Car Dupin comme Holmes aiment à railler les policiers même si dans chacune des deux histoires, ils prennent en compte comme précieux le témoignage d'un gendarme, Isodore Muset chez Poe et John Rance chez Conan Doyle. Leur identité professionnel est d'ailleurs communément vague et fantaisiste: Dupin ne travaille pas, d'où ses embarras financiers, Holmes a inventé son propre métier, celui de détective consultant. C'est donc en amateurs mais en amateurs qui en remontrent aux professionnels qu'enquêtent les deux héros.
Des amateurs de crimes mais aussi de littérature française. Dupin cite en effet le Monsieur Jourdain du Bourgeois gentilhomme de Molière tandis que Sherlock Holmes cite le premier chant de l'Art poétique de Nicolas Boileau: "Un sot trouve toujours un plus sot qui l'admire".


La nouvelle de Poe et le roman de Conan Doyle se construisent de façon assez similaire: le détective entend parler de l'affaire, se rend sur place, observe les abords contrairement aux policiers et passe un avis dans la Gazette pour signaler avoir retrouver un bien que la personne impliquée dans le double meurtre a égaré: le singe (et le noeud) chez Poe, une bague chez Holmes. Le marin et le cocher tomberont chacun dans le même piège tendu chez lui par le détective. S'ensuit un récit des faits par l'individu piégé.
Néanmoins, Conan Doyle laisse une place égale à l'enquête et au récit du coupable dans l'économie du roman, tandis que Poe privilégie l'enquête et les conjectures de Dupin que le court récit du marin ne fait que corroborer.
Les deux histoires présentent un double meurtre, une originalité dans le meurtre à huis clos et un faux suspect arrêté par la police, Lebon chez Poe et Charpentier chez Conan Doyle.
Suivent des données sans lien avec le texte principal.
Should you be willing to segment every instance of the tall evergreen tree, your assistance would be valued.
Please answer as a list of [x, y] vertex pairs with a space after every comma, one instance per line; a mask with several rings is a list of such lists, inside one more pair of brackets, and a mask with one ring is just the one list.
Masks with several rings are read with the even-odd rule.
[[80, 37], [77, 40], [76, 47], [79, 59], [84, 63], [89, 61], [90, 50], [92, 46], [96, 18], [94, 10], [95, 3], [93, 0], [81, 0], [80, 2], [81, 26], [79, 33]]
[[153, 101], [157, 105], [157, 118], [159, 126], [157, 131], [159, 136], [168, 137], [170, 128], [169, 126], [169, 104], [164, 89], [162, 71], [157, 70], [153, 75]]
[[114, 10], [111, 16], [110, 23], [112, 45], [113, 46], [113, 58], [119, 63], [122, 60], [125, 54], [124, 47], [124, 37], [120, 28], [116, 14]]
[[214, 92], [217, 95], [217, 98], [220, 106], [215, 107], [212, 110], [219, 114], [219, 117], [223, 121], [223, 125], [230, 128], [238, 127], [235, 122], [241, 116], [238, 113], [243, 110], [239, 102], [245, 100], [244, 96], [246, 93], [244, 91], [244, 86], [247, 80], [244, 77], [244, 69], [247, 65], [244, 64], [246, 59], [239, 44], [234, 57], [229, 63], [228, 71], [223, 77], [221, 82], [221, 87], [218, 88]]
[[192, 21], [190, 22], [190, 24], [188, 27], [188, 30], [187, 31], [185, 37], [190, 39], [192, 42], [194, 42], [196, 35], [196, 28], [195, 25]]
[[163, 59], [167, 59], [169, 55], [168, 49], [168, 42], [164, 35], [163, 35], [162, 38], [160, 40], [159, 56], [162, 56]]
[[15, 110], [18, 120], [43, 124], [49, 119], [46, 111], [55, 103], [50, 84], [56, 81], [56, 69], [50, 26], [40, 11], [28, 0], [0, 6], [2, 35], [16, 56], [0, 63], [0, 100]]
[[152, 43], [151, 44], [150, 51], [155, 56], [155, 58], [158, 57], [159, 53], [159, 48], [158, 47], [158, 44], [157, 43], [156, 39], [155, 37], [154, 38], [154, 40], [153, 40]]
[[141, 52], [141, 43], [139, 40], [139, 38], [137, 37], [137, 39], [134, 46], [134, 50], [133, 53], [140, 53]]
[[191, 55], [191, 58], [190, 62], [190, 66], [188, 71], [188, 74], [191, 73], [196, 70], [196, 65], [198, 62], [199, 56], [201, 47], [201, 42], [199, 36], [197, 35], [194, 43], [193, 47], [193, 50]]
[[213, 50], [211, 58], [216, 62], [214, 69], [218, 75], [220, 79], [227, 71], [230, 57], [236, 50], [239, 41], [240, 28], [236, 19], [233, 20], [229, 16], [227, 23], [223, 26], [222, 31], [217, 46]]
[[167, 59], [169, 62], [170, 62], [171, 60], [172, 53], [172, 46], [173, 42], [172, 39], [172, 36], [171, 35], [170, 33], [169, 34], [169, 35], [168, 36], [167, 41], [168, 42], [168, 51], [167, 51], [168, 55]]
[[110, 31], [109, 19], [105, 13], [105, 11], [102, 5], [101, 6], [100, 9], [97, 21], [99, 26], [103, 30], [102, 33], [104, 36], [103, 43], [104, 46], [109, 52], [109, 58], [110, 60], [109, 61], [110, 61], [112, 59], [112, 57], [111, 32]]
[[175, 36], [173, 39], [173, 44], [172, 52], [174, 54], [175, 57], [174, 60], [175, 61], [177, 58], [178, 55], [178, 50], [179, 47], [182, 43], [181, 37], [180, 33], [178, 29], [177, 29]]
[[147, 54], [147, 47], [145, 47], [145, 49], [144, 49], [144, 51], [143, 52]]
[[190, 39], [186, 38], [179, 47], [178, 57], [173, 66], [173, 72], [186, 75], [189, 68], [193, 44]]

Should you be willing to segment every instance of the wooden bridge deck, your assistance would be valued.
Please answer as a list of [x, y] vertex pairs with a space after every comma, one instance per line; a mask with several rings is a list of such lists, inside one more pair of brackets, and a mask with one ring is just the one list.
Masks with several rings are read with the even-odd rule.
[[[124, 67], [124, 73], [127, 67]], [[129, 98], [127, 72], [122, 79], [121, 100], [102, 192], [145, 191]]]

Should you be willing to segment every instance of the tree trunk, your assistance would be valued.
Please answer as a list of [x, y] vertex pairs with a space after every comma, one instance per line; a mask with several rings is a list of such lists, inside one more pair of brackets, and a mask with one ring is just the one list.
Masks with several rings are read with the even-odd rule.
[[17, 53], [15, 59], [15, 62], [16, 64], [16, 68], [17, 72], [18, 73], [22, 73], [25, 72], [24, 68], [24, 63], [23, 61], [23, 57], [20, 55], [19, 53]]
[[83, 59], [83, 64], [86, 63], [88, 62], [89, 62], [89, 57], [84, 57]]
Double assassinat du Signe des Quatre


Ce qui est intéressant, c'est de voir comment Conan Doyle écrit et construit son second roman des aventures de Sherlock Holmes.
Le Signe des quatre apparaît comme une volonté de s'approcher plus encore du modèle proposé par le Double assassinat dans la rue Morgue: le récit de Jonathan Small se fait plus court, à l'image de celui du marin. Small lui-même devenu marin par la force des choses ne tue pas lui-même. Il semble ne pas réussir à contrôler Tonga, un petit Noir qu'il a ramené d'inde avec lui: "Je ne peux pas croire qu'on va me pendre pour cette histoire. Je vous donne ma parole sur la Sainte Bible que je n'ai jamais levé la main sur M. Sholto. C'est ce petit diable de Tonga qui a tiré une de ses maudites fléchettes sur lui". Conan Doyle replace les deux personnages sur une corde pour monter à la fenêtre du lieu du crime mais s'amuse à écarter son récit du modèle poesque: le singe était grand et d'une force surhumaine, le mobile n'est pas l'argent; l'agent de Small est bien un humain, petit et faible mais le mobile est bien le trésor que Small souhaite recouvrer. Holmes n'est d'ailleurs pas dupe: "Comment vouliez-vous qu'un homme aussi petit et aussi faible que ce Noir prenne le dessus sur M. Sholto?".
Il est intéressant de noter au passage que Small parle de "hell-hound" en version originale pour parler de Tonga: le monstre bien humain du Signe des Quatre qui s'inspire du singe de Poe annonce un adversaire bien animal à venir de Sherlock Holmes. Le Chien des Baskerville serait-il lui aussi sous l'influence du Double assassinat dans la rue Morgue?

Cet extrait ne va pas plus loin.